Intersect Faces… generates new Edges where Faces from one set intersect Faces from a second set. This operation is available only when you have something pre-selected (or implicitly select something by right-click) and that something includes Faces. These Faces from the Selection form one set to be intersected.
The options “With Model”, “With Context”, and “With Selection” tell SketchUp what to use for the second set of Faces.
- “With Model” means to use all Faces from anywhere else in the entire Model, including nested inside Groups or Components. This option is available whenever you select anything containing Faces.
- “With Context” means to use only other Faces found in the currently active edit context (a Group or Component that is open for edit), including ones from Groups or Components nested in the context. It is only available when you have opened a Group or Component for Edit.
- “With Selection” means to use the same Selection as provides the first set. It is only available when you have pre-selected more than one Face, since a single Face can’t intersect with itself.
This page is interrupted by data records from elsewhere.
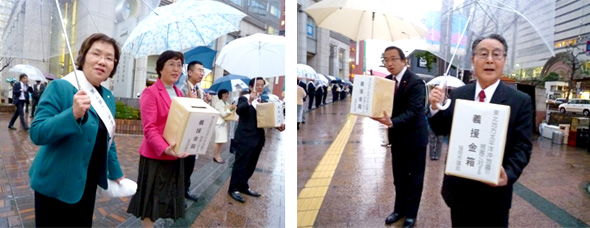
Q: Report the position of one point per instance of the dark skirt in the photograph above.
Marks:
(160, 190)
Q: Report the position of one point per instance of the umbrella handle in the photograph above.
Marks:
(446, 105)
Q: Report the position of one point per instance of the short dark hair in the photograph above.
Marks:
(221, 92)
(191, 64)
(399, 51)
(88, 42)
(253, 81)
(494, 36)
(165, 56)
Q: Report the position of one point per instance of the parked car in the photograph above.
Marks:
(576, 106)
(560, 100)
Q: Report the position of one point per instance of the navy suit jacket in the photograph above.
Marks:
(408, 115)
(16, 93)
(458, 191)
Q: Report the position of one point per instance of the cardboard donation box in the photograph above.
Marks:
(190, 123)
(478, 137)
(269, 115)
(232, 115)
(372, 95)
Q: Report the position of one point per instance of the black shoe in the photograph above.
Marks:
(392, 218)
(409, 223)
(251, 193)
(236, 195)
(191, 197)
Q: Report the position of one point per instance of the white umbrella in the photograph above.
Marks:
(182, 25)
(451, 81)
(366, 19)
(258, 55)
(33, 73)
The Edges created by the operation are always placed in the currently active edit context: the model or a Group or Component that has been opened for edit. This behavior likely causes more confusion than anything else for newbies. For example, they will create a Group and want to slice it with a cutting Face they draw in the model (to avoid “sticking” to contents in the Group while drawing). Doing Intersect With on these two items will place the new Edges in the model, not the Group, no matter which option you choose. Since Edges loose in the model cannot cut Faces within a Group, the slice won’t have happened! To cut Faces in the Group, you must either draw or copy the cutting Face into the Group before the intersection operation. Or do the considerably less efficient method of exploding the Group, doing Intersect With, and then regenerating the Group from the results.
Intersect With quite often leaves behind extra Edges and Faces that you don’t need, especially when you are using a set of Faces to cut an object into parts. After the Intersect With, you will need to clean up by deleting the extra parts. Good selection techniques are essential during the cleanup, since there could be a lot of little bits to erase. The right-to-left “crossing selection” box technique is your friend! Avoiding this sometimes tedious cleanup is one of the biggest advantages of the Pro version’s Solids Tools. They do it automatically and in fast compiled code.
Intersect With will also fairly often create tiny Edges that may be deleted by SketchUp’s cleanup operation because they are below the minimum length threshold. To avoid this, you must scale the relevant parts of the model up by some factor - typically 10 or 100 though sometimes more - before doing the Intersect With, and scale it back down afterward. Scaling does not trigger a cleanup, so the Edges will survive when they are scaled back down to their correct size.
There are two closely-related reasons to choose one of the options “With Context” and “With Selection”. One is obviously to avoid getting intersections with undesired Faces from other parts of the model. If they aren’t in the Context or the Selection, the Faces aren’t examined for intersections. The other is to reduce the run time of the intersection operation. Intersect With must test every Face from the first set against every Face from the second set, even when there is no intersection. So the amount of effort grows as the product of the numbers of Faces in the two sets. Intersecting two sets of many Faces can take a long time. Anything you can do to reduce the number of candidates will reduce this run time.
LIke @DaveR I tend to prefer “With Selection” because it provides the tightest control over what is tested. However, sometimes it is tedious or awkward to select just some Faces. The temptation is to do a “select all” and then run “With Selection”. However, because that requires testing every Face in the selection against every other Face in the selection, it might actually take longer than carefully selecting a few Faces and doing “With Context”.
Most of the time when you draw a new Face or perform an operation such as pushpull that implicitly creates a new Face, SketchUp will automatically generate the intersections between the new Face and any pre-existing ones that it overlaps. It is not necessary to manually invoke Intersect With in this situation. But in a few known special cases and sometimes when there are tiny errors in the model’s data about a Face, SketchUp may fail to realize that the new Face should cut the prior one. Often, though not always, manually running Intersect With may fix the situation.